Villa Romana do Fojo - A resposta da Câmara Municipal
Sensivelmente 2 meses após ter sido despoletada a polémica da destruição de vestigios arqueológicos na Villa Romana do Fojo, recebi hoje a posição oficial da Câmara Municipal, que anexo integralmente. A referida carta merece-me 4 observações:
1) Fico satisfeito por saber que o protesto promovido por este blogue, a que se associaram vários canenses, pode vir a ter consequência práticas : permitir que se faça um estudo de salvaguarda da estação romana do fojo, por forma a minorar as perdas resultantes da destruição selvagem que foram objecto;
2) Ficar perplexo pelo facto da Câmara Municipal e da Junta de Freguesia ( independentemente do julgamento a fazer acerca de quem "podia" e de quem "devia" ter evitado este "crime") desconhecerem, à data dos pareceres emitidos sobre a operação de loteamento, a existência de um bem arqueológico inventariado, como já se fez prova neste blogue. Realço novamente que esta estação romana está longamente identificada em bibliografia local publicada pela Junta de Freguesia e Câmara Municipal (“Arqueologia e arte no Concelho de Nelas” da autoria dos Professores Maria de Fátima Eusébio e Jorge Adolfo Marques, editada em 2005 pela Câmara Municipal ; e “Canas de Senhorim – História e Património” , edição da Junta de Freguesia de Canas de Senhorim;
3) Apelar às entidades com responsabilidades (vinculativas ou não vinculativas) no licenciamento de obras de edificação na freguesia de Canas de Senhorim, que promovam uma melhor preparação e formação dos seus técnicos por forma a não permitir que projectos lesivos do património sejam aprovados sem a salvaguarda de, insisto, valores maiores.
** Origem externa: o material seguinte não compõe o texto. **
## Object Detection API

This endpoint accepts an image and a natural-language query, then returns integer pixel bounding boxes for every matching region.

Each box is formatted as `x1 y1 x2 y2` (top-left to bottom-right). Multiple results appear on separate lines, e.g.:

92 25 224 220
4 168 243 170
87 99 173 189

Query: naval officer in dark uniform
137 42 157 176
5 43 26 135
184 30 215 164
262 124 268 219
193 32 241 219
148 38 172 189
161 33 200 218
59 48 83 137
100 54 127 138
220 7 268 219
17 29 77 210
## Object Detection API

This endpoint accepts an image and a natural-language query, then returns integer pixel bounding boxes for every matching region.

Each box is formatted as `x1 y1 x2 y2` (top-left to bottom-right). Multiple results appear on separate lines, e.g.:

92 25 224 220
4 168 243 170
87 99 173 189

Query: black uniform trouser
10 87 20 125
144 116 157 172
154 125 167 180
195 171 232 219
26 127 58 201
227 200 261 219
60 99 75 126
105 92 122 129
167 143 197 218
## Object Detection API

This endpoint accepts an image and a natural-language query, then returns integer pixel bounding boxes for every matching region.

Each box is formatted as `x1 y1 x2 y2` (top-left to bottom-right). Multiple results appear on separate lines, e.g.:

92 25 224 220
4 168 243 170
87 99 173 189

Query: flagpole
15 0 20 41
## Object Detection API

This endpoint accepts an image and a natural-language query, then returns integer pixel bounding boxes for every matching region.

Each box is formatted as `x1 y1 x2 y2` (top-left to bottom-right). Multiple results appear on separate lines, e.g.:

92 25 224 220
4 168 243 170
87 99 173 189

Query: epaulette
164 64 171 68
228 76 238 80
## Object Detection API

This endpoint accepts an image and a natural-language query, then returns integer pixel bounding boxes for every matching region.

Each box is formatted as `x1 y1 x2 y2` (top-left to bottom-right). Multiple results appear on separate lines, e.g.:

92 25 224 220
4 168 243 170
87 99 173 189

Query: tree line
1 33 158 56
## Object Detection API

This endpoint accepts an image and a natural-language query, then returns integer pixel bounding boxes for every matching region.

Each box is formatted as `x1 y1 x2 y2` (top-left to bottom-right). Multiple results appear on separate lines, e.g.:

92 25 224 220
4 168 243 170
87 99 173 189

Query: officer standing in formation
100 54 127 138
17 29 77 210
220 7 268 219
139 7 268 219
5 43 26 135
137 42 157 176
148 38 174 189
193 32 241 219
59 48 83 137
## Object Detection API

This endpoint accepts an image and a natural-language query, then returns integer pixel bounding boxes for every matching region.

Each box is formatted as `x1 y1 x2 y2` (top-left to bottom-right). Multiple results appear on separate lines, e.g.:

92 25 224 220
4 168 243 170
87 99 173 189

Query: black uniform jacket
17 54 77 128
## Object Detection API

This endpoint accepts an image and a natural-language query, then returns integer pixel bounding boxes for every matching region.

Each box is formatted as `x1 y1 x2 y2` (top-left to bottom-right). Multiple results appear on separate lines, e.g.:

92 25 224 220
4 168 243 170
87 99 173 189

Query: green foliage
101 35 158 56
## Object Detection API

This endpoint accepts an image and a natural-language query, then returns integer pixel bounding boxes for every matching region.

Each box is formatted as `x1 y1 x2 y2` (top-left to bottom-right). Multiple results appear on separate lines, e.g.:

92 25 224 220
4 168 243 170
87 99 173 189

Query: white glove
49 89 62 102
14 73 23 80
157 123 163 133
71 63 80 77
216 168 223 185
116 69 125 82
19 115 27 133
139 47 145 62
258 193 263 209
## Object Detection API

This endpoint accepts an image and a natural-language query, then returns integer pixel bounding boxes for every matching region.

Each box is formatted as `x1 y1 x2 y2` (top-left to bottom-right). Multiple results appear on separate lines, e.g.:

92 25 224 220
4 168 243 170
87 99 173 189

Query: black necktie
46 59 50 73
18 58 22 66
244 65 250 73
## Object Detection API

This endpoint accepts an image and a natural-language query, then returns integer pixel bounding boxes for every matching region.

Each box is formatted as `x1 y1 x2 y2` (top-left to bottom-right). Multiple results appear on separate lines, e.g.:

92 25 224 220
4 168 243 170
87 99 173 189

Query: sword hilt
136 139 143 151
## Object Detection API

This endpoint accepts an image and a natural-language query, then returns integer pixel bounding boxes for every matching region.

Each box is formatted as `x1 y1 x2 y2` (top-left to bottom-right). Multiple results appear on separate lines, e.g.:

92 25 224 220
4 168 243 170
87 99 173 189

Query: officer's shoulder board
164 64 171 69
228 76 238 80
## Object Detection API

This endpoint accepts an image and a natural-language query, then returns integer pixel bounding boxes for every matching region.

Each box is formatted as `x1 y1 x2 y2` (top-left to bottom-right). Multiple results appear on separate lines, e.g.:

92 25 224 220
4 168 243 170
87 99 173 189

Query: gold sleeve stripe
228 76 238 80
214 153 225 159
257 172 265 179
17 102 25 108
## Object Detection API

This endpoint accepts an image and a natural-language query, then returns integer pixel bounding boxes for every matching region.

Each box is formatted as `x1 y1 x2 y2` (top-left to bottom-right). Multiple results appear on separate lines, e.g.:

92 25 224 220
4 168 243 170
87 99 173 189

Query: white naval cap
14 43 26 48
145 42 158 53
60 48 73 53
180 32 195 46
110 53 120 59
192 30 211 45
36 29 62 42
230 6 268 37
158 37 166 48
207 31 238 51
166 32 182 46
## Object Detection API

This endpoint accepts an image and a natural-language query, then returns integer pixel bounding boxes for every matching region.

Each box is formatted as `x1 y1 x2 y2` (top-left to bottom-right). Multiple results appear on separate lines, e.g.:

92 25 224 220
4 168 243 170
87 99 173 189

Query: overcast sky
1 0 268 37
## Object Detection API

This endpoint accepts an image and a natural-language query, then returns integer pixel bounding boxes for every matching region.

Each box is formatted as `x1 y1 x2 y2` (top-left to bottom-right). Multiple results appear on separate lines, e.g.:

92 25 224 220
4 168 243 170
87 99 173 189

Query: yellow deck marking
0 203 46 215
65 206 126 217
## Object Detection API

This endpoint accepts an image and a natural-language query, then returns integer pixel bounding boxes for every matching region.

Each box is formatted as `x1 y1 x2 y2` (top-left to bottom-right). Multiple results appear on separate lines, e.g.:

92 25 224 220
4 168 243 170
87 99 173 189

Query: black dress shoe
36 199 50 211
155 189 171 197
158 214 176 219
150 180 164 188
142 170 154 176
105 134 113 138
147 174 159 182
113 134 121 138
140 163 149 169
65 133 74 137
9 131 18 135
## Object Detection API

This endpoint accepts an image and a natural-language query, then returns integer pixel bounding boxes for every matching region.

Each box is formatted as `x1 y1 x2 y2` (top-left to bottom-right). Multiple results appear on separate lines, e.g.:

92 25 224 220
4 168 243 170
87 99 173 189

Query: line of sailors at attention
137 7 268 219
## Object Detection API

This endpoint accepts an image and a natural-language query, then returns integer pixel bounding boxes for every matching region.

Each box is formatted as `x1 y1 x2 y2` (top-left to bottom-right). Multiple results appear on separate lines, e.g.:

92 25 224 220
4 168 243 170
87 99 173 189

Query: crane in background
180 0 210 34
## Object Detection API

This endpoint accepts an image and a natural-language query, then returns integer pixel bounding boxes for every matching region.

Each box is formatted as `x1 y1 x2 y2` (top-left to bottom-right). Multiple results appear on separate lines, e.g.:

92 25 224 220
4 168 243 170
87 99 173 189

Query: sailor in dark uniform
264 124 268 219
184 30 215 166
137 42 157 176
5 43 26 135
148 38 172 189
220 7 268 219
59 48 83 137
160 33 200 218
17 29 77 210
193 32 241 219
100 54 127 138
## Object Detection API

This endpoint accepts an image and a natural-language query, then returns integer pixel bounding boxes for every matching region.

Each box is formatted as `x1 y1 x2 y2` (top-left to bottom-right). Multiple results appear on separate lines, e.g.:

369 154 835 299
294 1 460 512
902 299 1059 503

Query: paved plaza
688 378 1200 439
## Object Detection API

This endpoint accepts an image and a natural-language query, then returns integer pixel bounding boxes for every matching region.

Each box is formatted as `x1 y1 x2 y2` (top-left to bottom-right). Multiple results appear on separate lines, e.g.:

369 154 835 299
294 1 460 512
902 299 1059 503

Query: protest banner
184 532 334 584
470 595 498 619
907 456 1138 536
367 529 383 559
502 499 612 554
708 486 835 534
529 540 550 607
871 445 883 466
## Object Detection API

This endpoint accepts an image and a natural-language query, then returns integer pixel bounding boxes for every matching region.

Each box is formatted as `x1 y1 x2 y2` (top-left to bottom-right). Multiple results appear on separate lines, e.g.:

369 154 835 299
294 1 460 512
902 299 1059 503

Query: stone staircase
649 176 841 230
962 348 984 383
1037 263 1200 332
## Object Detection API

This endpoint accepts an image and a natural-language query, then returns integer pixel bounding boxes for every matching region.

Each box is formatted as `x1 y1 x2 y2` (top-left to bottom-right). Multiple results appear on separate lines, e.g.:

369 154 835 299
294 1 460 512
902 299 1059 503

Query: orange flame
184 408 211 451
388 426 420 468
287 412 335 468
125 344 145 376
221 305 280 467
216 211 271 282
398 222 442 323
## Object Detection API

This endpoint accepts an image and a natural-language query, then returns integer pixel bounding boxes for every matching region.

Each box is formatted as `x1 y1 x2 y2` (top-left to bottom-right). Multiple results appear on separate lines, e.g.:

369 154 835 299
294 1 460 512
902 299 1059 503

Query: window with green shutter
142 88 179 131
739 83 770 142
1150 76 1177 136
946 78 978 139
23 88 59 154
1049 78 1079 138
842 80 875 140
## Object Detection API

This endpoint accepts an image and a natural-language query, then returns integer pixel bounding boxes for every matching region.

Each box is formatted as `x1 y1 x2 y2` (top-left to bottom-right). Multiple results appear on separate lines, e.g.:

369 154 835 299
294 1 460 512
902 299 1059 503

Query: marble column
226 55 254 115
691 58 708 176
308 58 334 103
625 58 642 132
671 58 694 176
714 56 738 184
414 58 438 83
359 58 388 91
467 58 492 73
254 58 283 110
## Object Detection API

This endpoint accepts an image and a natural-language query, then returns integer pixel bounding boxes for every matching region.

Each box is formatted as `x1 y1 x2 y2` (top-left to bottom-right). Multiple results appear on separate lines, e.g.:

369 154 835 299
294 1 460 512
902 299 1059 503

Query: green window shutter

4) Recordar que, encontrando-se as obras do loteamento aqui referido em fase de conclusão, e dado que se seguirá - como a lei obriga - uma série de pedidos de emissão de licenças de utilização das moradias do loteamento, a Câmara Municipal tem uma boa oportunidade para "obrigar" o promotor a realizar os referidos estudos (sem prejuízo do desfecho do procedimento de contra-ordenação), condicionado a emissão das licenças de habitabilidade à realização dos trabalhos de salvaguarda.